実際の本番レースでは、スピード練習よりもはるかに長い時間筋肉を動かし続けます。そのためには、スピード練以外で使うスタミナよりの筋肉も鍛えておくことが重要となります。

普段よりも圧倒的に遅いペースで走ることで、違う筋肉を鍛えることが可能になるのです。

3. ケガの予防と回復に

マラソンの練習は怪我との付き合い、とも言われており、月200kmを超える練習量になると怪我の発生確率も上がるとのこと。また、インターバルなどのスピード練が多くなると怪我が増えていきます。

私自身、右足の腸脛靭帯炎、左足の鵞足炎ならびに変形性膝関節症(水が溜まるやつ)を経験しています。いずれの怪我も「これ!」という直接的な原因は特定できていませんが、練習不足で足の筋肉ができていないところに、強度が高い練習を続けたことが原因だったと考えています。

LSDはゆっくりじっくり走って、心肺機能と長時間動くための筋肉を鍛える練習です。

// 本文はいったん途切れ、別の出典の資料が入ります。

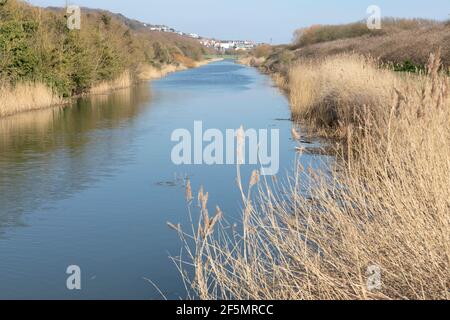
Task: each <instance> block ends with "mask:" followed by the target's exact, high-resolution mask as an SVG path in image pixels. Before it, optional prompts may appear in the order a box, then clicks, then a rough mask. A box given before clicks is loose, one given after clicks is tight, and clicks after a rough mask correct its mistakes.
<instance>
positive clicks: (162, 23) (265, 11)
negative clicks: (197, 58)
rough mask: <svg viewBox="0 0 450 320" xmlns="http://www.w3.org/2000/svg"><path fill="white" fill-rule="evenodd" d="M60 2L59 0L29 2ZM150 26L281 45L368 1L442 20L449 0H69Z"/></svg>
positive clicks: (409, 12) (402, 11)
mask: <svg viewBox="0 0 450 320" xmlns="http://www.w3.org/2000/svg"><path fill="white" fill-rule="evenodd" d="M28 2H30V3H32V4H35V5H39V6H44V7H45V6H63V5H64V4H65V0H30V1H28ZM70 3H71V4H76V5H80V6H84V7H90V8H101V9H107V10H110V11H113V12H116V13H122V14H124V15H125V16H127V17H130V18H135V19H138V20H140V21H142V22H148V23H152V24H166V25H169V26H171V27H174V28H176V29H178V30H181V31H184V32H194V33H198V34H200V35H202V36H206V37H216V38H219V39H248V40H255V41H258V42H270V41H271V40H272V42H273V43H287V42H290V41H291V40H292V33H293V31H294V30H295V29H297V28H299V27H305V26H309V25H312V24H334V23H345V22H353V21H357V20H361V19H364V18H365V17H367V15H366V9H367V7H368V6H369V5H378V6H379V7H380V8H381V10H382V15H383V16H389V17H410V18H411V17H420V18H432V19H439V20H443V19H447V18H449V17H450V16H449V14H450V1H449V0H239V1H238V0H70Z"/></svg>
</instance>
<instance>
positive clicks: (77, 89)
mask: <svg viewBox="0 0 450 320" xmlns="http://www.w3.org/2000/svg"><path fill="white" fill-rule="evenodd" d="M81 12H82V17H81V21H82V25H81V30H69V29H68V28H67V26H66V25H67V19H66V17H65V11H64V10H63V9H58V8H48V9H42V8H37V7H33V6H30V5H28V4H27V3H25V2H22V1H18V0H9V1H7V2H5V3H4V4H2V5H0V95H1V96H2V97H6V98H5V99H2V100H1V101H0V116H4V115H10V114H14V113H16V112H20V111H25V110H32V109H39V108H42V107H43V106H48V103H52V104H53V103H61V102H63V101H64V99H66V98H70V97H73V96H78V95H83V94H88V93H101V92H105V91H109V90H113V89H117V88H122V87H125V86H129V85H131V84H132V83H134V82H136V81H140V80H143V79H147V78H148V79H152V78H155V77H157V75H158V76H162V75H165V74H167V73H168V72H171V71H175V70H180V69H183V68H192V67H195V66H196V65H197V64H198V63H199V62H201V61H203V60H204V58H203V55H204V54H205V53H208V52H206V51H205V49H204V48H203V47H202V46H201V45H200V43H198V41H195V40H193V39H190V38H187V37H182V36H179V35H177V34H171V33H163V32H152V31H149V30H148V29H146V28H142V25H141V24H139V23H137V22H135V21H132V20H129V19H126V18H125V17H123V16H120V15H115V14H112V13H109V12H106V11H101V10H91V9H84V8H82V10H81ZM149 70H151V71H149ZM150 73H151V76H149V74H150ZM24 92H26V95H25V96H23V93H24Z"/></svg>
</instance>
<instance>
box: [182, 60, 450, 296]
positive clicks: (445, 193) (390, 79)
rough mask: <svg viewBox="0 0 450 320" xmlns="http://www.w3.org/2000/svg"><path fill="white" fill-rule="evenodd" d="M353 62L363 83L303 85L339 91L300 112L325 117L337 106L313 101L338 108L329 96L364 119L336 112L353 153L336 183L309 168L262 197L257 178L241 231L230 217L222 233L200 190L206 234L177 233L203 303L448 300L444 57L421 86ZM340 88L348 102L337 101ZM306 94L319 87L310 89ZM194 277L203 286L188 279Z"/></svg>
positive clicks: (311, 73)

ペースもレースペースの1.5倍程度は遅いため、膝や足首などの間接にかかる負担も小さいです。

そのため、怪我を予防するために、まずはゆっくり走り、さらにペースを上げると痛みが出てくるような怪我を抱えている場合はには、痛みが出ない程度のペースでじっくり踏んでいくLSDが有効になると思われます。

LSDを推奨する書籍

ゆっくり走れば早くなる

LSDの古典にして傑作と言われている一冊。女子マラソンランナーの浅井えり子氏がLSD中心で練習して、ソウル五輪代表になったことからLSDという練習方法が注目を浴びたといいます。そのLSDの基本的な考え方と効果がみっしり詰まっています。

ランニングする前に読む本

歩くことや長時間の運動が難しい老人に向けて提唱した「スロージョギング」で皆が健康になり、さらにフルマラソンでも効果があることを自身で実証した故田中先生の集大成的な一冊。「ニコニコペース」で動き続けることが健康面でもフルマラソンの練習でも有効であることを説いています。

ランニングで痛めた足はランニングで治す

ランナー向けの治療を中心に行っている鍼灸師が書いた一冊。怪我を治す、それよりも、そもそも怪我をしない練習方法にも触れている。平日は痛みが出ない程度のLSDペースでとにかくじっくり走って疲れを取る、いわゆる「疲労抜きジョグ」を練習の中心に据えるべきである、というLSD中心の練習を提唱している。

まとめ

LSDの効果を調べていると、同時にLSD不要論を唱えている人もいました。

マラソンの練習方法は人それぞれで、肉体のつくりや年齢も違えば、目標も異なるので最適解を常に探しながら自分で人体実験することに楽しさがあります。

中学生の駅伝チームの練習ではLSDが大嫌いで、なんでこんな練習やるんだろう、とその必要性も認識せず、まじめに取り組んでいませんでした。速く走る方が楽しかったですし。

しかし、様々な人がLSD中心の練習で効果が出ていることを考えると、決してトップアスリートを目指す訳ではない市民ランナーに向いていると感じるようになりました。

ためしに1時間程度やってみると、これが意外に難しかったです。油断するとフォームが崩れてしまい、変なところに力が入ってしまいます。呼吸が乱れるようなペースではありませんが、長い時間ゆっくり走るにはコツがいりそうです。